# In Need of a 1967 Frame



## GTOcop (Mar 20, 2011)

So I came upon some disheartening news. In taking apart the old girl after her accident I didn't take a real close look at her frame. Knowing it was going to need to be pulled out by a body shop I didn't pay much attention to it. I got the call from the body shop about 5 minutes ago that though he could pull out the frame, he suggested I look for a new one instead. I guess in the accident it split the frame about 1/2 the length of the car and one of the locations where it needs to be pulled out is a "sensitive" area as he put it and pulling it out would only weaken the frame. 

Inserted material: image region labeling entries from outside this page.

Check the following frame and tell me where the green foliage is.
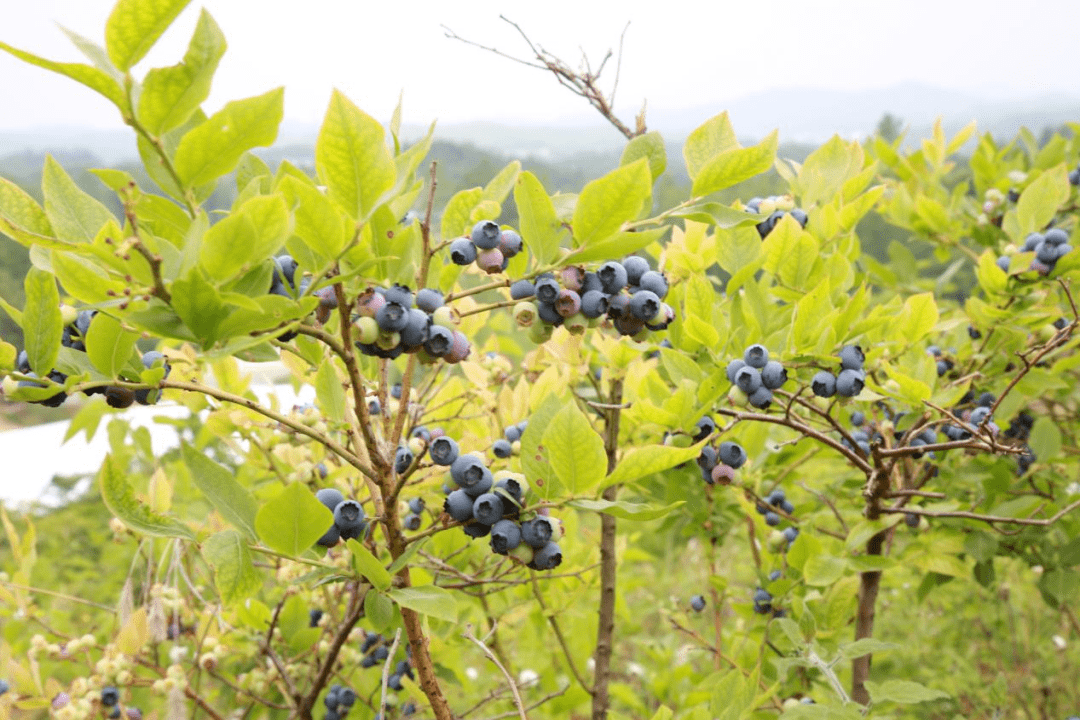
[0,0,1080,720]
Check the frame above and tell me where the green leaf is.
[802,553,845,587]
[173,87,285,188]
[315,90,397,221]
[86,312,138,378]
[202,530,262,606]
[514,172,563,266]
[540,402,607,493]
[180,443,258,541]
[894,293,937,344]
[255,483,334,557]
[1013,164,1070,241]
[567,228,667,262]
[619,131,667,182]
[41,155,120,243]
[97,456,194,540]
[387,585,458,623]
[364,589,394,633]
[690,131,779,198]
[602,443,704,488]
[572,158,652,247]
[683,110,739,179]
[23,268,64,378]
[138,9,226,137]
[569,500,686,521]
[105,0,191,71]
[840,638,900,660]
[0,42,127,111]
[866,680,950,704]
[199,195,292,280]
[346,539,391,592]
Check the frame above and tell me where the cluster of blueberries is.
[315,488,367,547]
[323,684,356,720]
[745,195,809,240]
[693,416,746,485]
[998,228,1072,275]
[510,255,675,336]
[360,633,416,690]
[810,345,866,397]
[354,285,471,364]
[450,220,525,275]
[15,310,172,408]
[428,431,563,570]
[727,344,787,410]
[754,570,783,616]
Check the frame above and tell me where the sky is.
[0,0,1080,131]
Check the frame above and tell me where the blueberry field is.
[0,0,1080,720]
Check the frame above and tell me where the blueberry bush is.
[0,0,1080,720]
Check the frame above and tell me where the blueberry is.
[334,500,366,540]
[727,357,746,384]
[450,454,491,488]
[469,220,502,250]
[394,445,413,475]
[761,361,787,390]
[510,280,537,300]
[490,520,522,555]
[491,437,513,458]
[428,435,458,465]
[716,443,746,470]
[596,260,627,295]
[840,345,866,371]
[499,230,525,259]
[102,685,120,707]
[529,542,563,570]
[630,290,660,322]
[836,368,866,397]
[522,517,551,549]
[637,270,667,300]
[450,237,476,266]
[473,492,503,525]
[743,344,769,370]
[735,365,761,395]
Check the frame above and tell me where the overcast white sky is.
[0,0,1080,130]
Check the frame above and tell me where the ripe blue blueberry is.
[716,441,746,470]
[761,361,787,390]
[490,520,522,555]
[510,280,537,300]
[836,368,866,397]
[637,270,667,300]
[334,500,366,540]
[473,492,502,525]
[443,488,473,522]
[735,365,761,395]
[469,220,502,250]
[450,454,491,488]
[630,290,660,322]
[428,435,458,472]
[743,344,769,370]
[596,260,626,295]
[450,237,476,266]
[529,542,563,570]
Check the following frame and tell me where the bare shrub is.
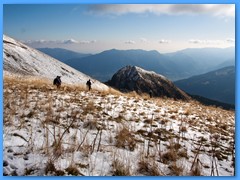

So my question is does anyone know where I can get a good solid original frame? I'm not totally thrilled about paying for something I haven't seen or the $400+ dollars it would cost in shipping. So if anyone knows of anything on the west coast (I'm in Colorado and am willing to drive) it would be a great help. I found one on Fleabay for $699+ $400 shipping and it's in Washington, but I was hoping for something closer.

On the bright-side, it will give me the opportunity to box in the frame and have the whole thing powder-coated.


----------



## pontiac (Mar 6, 2011)

plenty of them in southeast Texas. run an ad, google search will pick it up and get you exposure.


----------



## Eric Animal (Oct 28, 2007)

Google ....Booher or Boheer performance...he collects repairs, straightens, sells, 67 GTO chassis....get a convertible one as they are already boxed! I THINK he is in Texas, I forget.......OR Street Rod Garage Tell Chris or Randy that Eric from NY sent you.:seeya:


----------



## Purple Haze (Feb 27, 2011)

APE......... Art Morrison in Wa State is now making complete 64-67 Chevelle/GTO frames. That's the way I'd go!! 
http://www.artmorrison.com/maxg.php 

Ric


----------



## GTOcop (Mar 20, 2011)

I actually found one at Desert Valley Auto Sales (love that place) for $600. It's a non-convertible, but I would rather box it in myself anyway that way I can run the supply and return fuel lines inside the frame (fuel injection) as well as the wiring and brake lines. I like the K members on the Street Rod Garage frames though and will probably do something like that as well. Definitely going with a Ford 9" though.


----------



## Eric Animal (Oct 28, 2007)

Ain't it great to have options!!!!......:cheers


----------